Re: [OT] Am I just a bad programmer?
by stevieb (Canon) on May 09, 2020 at 01:22 UTC

    Sounds to me that you actually enjoy the type of work that you're doing, it's just that your management is so in line with the profit margin mantra that they don't see your value.

    Earlier in life, I had to tow the line. Now, I take jobs I want, and say a big fsck you if I'm introduced into a project where politics overrule logic.

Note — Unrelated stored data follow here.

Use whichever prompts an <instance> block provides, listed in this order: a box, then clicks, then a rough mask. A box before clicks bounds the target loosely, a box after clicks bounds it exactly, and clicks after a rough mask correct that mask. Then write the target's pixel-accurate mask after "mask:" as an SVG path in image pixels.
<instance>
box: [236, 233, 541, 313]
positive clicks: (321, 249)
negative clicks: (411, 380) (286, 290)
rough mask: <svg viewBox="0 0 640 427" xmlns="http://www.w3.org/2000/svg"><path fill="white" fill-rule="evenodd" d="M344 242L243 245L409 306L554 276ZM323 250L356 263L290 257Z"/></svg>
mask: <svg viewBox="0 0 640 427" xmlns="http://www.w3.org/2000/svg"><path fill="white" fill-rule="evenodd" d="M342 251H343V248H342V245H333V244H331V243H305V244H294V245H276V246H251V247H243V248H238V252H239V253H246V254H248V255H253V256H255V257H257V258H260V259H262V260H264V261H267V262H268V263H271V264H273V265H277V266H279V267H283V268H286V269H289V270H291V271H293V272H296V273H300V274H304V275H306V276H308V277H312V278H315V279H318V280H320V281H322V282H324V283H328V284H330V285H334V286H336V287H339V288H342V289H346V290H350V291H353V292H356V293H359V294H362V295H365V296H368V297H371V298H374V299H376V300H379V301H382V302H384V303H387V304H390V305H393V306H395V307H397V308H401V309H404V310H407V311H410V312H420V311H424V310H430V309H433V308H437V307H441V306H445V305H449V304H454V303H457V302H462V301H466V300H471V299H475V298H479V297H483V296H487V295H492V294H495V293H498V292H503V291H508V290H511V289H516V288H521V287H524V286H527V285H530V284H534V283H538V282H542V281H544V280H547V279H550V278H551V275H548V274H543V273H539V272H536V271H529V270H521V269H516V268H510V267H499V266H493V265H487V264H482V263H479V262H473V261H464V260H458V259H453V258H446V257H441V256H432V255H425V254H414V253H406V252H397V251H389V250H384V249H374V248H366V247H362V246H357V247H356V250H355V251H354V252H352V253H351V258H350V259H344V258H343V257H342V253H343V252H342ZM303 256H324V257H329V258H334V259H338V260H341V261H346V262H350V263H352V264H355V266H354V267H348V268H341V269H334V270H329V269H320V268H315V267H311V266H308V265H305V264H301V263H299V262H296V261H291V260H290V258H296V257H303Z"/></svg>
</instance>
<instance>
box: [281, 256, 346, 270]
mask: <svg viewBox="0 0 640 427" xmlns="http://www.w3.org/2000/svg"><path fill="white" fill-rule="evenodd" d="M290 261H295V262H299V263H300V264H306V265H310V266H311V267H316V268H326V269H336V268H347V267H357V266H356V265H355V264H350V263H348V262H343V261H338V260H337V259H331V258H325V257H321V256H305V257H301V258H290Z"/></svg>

    Do what you've got to in order to get by, but don't throw away your personal desires because some team or management keeps you in a box.

    That's my $0.02.

Re: [OT] Am I just a bad programmer? (Bad employee)
by Anonymous Monk on May 08, 2020 at 13:10 UTC
    You've let this go on far too long, should have fired your boss long ago. Be the boss.
Re: [OT] Am I just a bad programmer?
by perlfan (Vicar) on May 19, 2020 at 16:33 UTC
    Your goal should be to do what you enjoy - and literally refuse to do what you do not (assuming we're talking about productive Perl hacking). If you do it right, you will be untouchable and they will bend. And always have a back up plan if one day you are not as untouchable as you thought. The world has changed over night and now many places are going to stick with remote work. So know what's out there and what your real options are.

    >I fear I'll lose my job

    Shake that fear, friend. Don't let it have any power over you. Look what's it's doing to your health. You'd be happier living on the street migraine free and jobless. I assure you.